Research

Research

At Entropy Data, we're committed to advancing the field of data governance through research and innovation.

Automating Data Governance with Generative AI

This research examines how large language models can support data governance by generating warnings about data access decisions in decentralized systems. The study introduces Governance AI, an LLM-powered tool that evaluates whether data access requests comply with data contracts, company policies, and regulations like GDPR.

Rather than making final decisions, the system provides "structured warnings and suggestions for correction to guide human experts."
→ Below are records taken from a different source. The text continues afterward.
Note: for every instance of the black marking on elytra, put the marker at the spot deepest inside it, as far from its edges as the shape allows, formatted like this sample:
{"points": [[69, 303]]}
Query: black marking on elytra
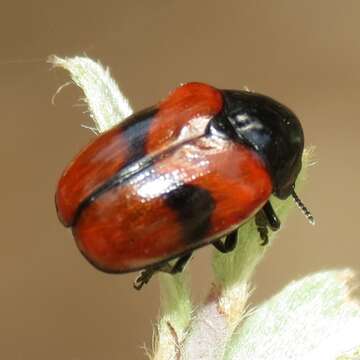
{"points": [[134, 129], [194, 207]]}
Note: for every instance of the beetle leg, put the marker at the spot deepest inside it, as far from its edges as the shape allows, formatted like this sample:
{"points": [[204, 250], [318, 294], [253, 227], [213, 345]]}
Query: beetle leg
{"points": [[229, 244], [144, 277], [261, 224], [264, 218], [146, 274], [271, 216], [179, 265]]}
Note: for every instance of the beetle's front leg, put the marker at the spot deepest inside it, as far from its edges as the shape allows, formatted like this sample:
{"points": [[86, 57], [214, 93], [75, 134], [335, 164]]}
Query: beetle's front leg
{"points": [[264, 218], [146, 274]]}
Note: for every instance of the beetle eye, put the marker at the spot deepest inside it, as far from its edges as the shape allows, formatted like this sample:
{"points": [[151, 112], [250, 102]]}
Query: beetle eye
{"points": [[302, 207]]}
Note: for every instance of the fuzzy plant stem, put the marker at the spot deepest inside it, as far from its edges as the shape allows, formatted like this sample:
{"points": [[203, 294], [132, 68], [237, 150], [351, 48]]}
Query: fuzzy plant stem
{"points": [[316, 317]]}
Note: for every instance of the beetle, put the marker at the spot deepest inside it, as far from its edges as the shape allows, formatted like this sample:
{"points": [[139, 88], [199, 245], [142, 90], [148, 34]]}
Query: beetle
{"points": [[178, 176]]}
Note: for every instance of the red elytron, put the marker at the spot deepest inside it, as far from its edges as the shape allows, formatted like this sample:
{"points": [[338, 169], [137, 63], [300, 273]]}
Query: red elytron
{"points": [[179, 176]]}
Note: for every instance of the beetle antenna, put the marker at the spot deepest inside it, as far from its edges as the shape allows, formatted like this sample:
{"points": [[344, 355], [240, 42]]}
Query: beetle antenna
{"points": [[302, 207]]}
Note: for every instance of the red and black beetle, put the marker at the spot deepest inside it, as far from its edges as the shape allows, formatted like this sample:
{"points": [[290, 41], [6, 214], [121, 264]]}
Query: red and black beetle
{"points": [[178, 176]]}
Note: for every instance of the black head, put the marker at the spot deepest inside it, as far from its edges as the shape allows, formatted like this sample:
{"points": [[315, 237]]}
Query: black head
{"points": [[271, 129]]}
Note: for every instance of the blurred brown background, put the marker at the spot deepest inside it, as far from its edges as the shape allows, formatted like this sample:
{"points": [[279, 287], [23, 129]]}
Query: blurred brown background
{"points": [[53, 305]]}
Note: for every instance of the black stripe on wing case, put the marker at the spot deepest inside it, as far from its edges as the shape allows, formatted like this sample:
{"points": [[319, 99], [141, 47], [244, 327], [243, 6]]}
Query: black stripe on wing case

This approach ensures that AI augments human decision-making rather than replacing it, maintaining the necessary human oversight for contextual and legal accuracy in data governance decisions.

Publication Details

Authors:

Conference: AAAI/ACM Conference on Artificial Intelligence, Ethics, and Society 2025

Key Findings

  • Governance AI issued 3.6 times more warnings than human experts while catching all compliance concerns
  • 80% of AI-generated warnings were judged correct after secondary review
  • LLM-generated synthetic test cases effectively simulated real-world governance scenarios
  • Human oversight remains essential for contextual and legal accuracy

Learn More


Data Product MCP: Chat with your Enterprise Data

This research introduces a Model Context Protocol (MCP) server that enables conversational interaction with enterprise data products. The solution addresses the challenge of integrating diverse data sources into large language model workflows while maintaining data governance standards.

The framework provides a practical pathway for organizations to leverage LLMs in data discovery and analysis without compromising data protection standards.

By bridging enterprise data products and AI systems through a standardized interface, organizations can democratize data access while maintaining security and governance controls.

Publication Details

Authors:

  • Marco Tonnarelli
  • Filippo Scaramuzza
  • Simon Harrer (Entropy Data)
  • Linus W. Dietz (King's College London)

Status: Accepted for publication in the Springer Communications in Computer and Information Science (CCIS) proceedings of the SummerSoC conference (arXiv preprint, May 2026)

Key Contributions

  • MCP Server Implementation that bridges enterprise data products and AI systems, allowing natural language queries against structured datasets
  • Governance-aware design that maintains compliance with enterprise data governance requirements
  • Data product integration leveraging existing standards to create a standardized interface for LLM access
  • Open architecture that is extensible and allows organizations to adapt it to their specific data infrastructures

Learn More


Data Contracts: Structuring Promises and Expectations in Data Exchange

This research proposes a general concept of data contracts that captures the perspectives of both data providers and data consumers. Most interpretations treat data contracts as one-sided, provider-driven artifacts, but robust data exchange requires expectations and promises from both sides. The paper structures a data contract into four distinct aspects: provider promises, consumer expectations, provider expectations, and consumer promises.

We suggest explicitly implementing provider expectations and consumer-driven contracts, thereby defining data contracts fully from both points of view and allowing consumers to explicitly influence agreements.

By making all four aspects explicit, the approach enables higher levels of data governance automation, such as automatically matching consumers with data products that fulfill their needs, and reduces the risk of data incidents that arise when expectations and promises remain implicit.

Publication Details

Authors:

Status: Accepted for publication in the IEEE proceedings of the International Conference on Web Services (ICWS) 2026

Key Contributions

  • A general concept of data contracts spanning four aspects: provider promises, consumer expectations, provider expectations, and consumer promises
  • Consumer-driven perspective that lets consumers voice expectations and make promises, not just receive provider guarantees
  • Higher governance automation through formalized aspects that enable automatic matching of data products to consumers
  • Standards analysis of how ODCS and ODPS support the concept, validated through expert interviews across three companies

Learn More


Impact on Our Products

The findings from this research inform the development of our products, including the AI-powered governance features in Entropy Data. By exploring how AI can support and enhance human decision-making in data governance, we aim to make data more accessible, secure, and compliant across organizations.